Вот она, другая еда.
Глава восемнадцатая
По пути в школу она встретила Женьку Вертецкого. Он поздоровался, сказал что-то о хорошей погоде. Он не пытался взять её под руку, как нахал Королёв. Если б попытался, легко было бы его отбрить. И идти дальше одной. Тоня вздохнула. Она любила идти в школу одна. Идти и думать о будущем. Как Сева. Будущее всегда представлялось ей лучше настоящего. Таким фантастическим и добрым, как в советской книжке про Алису, «Сто лет тому вперёд». А Женька фантастику не любит, и за литературу-то её не считает; и вообще он хмурый, девчонкам не нравится. И ей, Тоне, тоже. Ей Сева нравится, но Сева молчит. Сева на полтора года старше её. И она шла с Вертецким и думала о своём. Он что-то говорил, ровно и нудно, а она не слушала.
Мечтала о далёких планетах, о счастливой жизни, о том, что не будет ни войн, ни политики, ни оружия, ни тех богатых, что заедают чужую жизнь, ни заеденных бедных. О том, что править миром будет не эгоизм и право сильнейшего, а — она недавно узнала это красивое слово от Севы, — альтруизм.

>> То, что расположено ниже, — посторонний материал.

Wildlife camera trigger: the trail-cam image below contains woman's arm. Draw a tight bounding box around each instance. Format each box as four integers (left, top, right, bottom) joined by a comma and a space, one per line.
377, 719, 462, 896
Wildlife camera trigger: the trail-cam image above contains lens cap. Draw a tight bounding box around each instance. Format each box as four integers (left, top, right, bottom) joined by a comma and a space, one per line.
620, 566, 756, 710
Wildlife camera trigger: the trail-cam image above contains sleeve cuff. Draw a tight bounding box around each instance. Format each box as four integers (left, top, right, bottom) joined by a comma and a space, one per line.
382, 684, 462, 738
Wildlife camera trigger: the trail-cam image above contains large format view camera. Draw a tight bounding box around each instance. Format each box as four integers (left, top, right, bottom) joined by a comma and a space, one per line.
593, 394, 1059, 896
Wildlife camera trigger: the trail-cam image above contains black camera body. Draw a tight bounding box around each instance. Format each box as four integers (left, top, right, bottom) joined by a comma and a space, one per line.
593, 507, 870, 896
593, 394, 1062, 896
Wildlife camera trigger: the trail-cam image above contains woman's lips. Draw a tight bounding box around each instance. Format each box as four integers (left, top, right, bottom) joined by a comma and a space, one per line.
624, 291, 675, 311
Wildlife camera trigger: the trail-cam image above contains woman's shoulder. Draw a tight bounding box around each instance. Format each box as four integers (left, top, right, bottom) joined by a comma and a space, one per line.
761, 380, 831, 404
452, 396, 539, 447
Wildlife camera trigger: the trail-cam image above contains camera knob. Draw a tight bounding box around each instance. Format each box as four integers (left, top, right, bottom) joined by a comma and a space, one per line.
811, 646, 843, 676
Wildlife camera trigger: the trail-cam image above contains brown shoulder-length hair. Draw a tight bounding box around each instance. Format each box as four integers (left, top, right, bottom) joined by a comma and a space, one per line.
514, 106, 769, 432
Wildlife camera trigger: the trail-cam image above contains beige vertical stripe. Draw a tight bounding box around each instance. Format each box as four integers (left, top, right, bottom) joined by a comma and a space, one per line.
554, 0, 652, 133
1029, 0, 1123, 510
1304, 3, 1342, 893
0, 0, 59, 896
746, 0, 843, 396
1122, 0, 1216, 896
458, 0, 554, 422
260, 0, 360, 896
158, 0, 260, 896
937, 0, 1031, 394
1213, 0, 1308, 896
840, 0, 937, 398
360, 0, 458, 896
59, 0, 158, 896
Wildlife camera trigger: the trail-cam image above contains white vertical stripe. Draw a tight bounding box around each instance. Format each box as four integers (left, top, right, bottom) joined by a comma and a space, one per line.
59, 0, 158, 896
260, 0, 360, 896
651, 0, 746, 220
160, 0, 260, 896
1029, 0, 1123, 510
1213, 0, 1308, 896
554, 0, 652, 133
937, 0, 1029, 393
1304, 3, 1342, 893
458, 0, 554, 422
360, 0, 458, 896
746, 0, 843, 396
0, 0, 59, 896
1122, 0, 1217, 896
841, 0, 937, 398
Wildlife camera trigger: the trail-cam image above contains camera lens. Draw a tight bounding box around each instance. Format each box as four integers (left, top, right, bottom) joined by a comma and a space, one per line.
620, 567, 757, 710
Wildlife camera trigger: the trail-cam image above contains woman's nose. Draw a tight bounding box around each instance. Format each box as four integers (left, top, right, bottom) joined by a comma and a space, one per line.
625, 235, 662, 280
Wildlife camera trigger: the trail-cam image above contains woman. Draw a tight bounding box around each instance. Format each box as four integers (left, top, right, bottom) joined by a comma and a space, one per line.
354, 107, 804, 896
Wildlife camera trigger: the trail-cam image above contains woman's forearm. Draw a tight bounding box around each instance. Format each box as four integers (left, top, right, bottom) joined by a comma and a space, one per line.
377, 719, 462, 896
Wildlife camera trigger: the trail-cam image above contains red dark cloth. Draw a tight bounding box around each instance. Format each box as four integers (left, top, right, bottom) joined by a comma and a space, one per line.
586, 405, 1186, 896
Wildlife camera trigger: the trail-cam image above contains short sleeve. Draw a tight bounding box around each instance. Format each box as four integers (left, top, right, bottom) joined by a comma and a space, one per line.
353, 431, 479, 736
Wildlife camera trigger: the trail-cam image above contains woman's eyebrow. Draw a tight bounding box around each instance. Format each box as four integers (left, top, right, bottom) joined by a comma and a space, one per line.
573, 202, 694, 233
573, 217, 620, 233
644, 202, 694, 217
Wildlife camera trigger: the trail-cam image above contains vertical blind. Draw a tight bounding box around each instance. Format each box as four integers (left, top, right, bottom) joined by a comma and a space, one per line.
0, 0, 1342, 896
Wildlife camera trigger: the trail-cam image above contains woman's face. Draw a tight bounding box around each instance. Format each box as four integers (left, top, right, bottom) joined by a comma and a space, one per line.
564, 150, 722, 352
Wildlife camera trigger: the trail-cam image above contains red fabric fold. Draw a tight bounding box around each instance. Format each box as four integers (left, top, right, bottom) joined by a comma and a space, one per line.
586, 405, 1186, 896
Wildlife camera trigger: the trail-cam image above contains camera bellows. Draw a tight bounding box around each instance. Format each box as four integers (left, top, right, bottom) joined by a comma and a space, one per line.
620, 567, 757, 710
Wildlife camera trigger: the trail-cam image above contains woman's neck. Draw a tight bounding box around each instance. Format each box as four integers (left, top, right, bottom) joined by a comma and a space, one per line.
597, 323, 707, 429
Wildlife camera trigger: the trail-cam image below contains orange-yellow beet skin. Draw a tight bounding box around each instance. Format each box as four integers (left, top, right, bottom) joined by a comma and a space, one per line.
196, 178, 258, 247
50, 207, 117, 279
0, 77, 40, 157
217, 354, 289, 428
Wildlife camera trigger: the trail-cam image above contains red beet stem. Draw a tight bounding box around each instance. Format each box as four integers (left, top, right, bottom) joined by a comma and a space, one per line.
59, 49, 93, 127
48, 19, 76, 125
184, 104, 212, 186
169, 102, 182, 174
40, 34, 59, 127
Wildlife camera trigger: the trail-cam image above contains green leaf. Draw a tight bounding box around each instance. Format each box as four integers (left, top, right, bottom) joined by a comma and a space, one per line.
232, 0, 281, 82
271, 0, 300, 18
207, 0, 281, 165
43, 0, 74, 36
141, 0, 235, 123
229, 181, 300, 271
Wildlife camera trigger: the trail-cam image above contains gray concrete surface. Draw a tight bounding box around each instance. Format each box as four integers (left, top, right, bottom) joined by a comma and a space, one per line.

И такие люди, как её папа, заседающий в военкомате и забирающий людей в армию, будут не нужны.
Она говорила папе о возможной счастливой мирной жизни, но папа не понимал её. Отвечал, что кому-то нужно защищать Родину и что служба в армии — занятие настоящего мужчины. «Но не будь военных, не стало бы и войны», — отвечала ему Тоня. — «Ты не понимаешь, — возражал папа. — Армия для того и существует, чтобы не было войны». — Тут она знала, чем крыть: «Ты хочешь сказать: не будь военных, всюду бы шли войны? Кто же их ведёт, по-твоему? Мирные жители, что ли?» — На это папа не мог ответить. Сердился, уходил. Потом возвращался в её комнату: нет, говорил, ты, Тоня, не права. Без военных и милиции была бы анархия. — «А что, анархия — плохо?» — спрашивала она. — «Плохо, — кивал он. Беспорядки, убийства, грабежи. Мародёрство». — «А вот мы по истории проходили Флоренцию. А про Великий Новгород ты слышал? Не было там ни военных, ни правительства. И неплохо люди жили. Было народное вече. И фантасты вот мечтают о счастливом будущем без войн и без оружия. У Саймака в «Городе» написано, что государства в будущем не будет — отомрёт за ненадобностью. Ты, папа, споришь потому, что ты военный — и тебе надо оправдаться».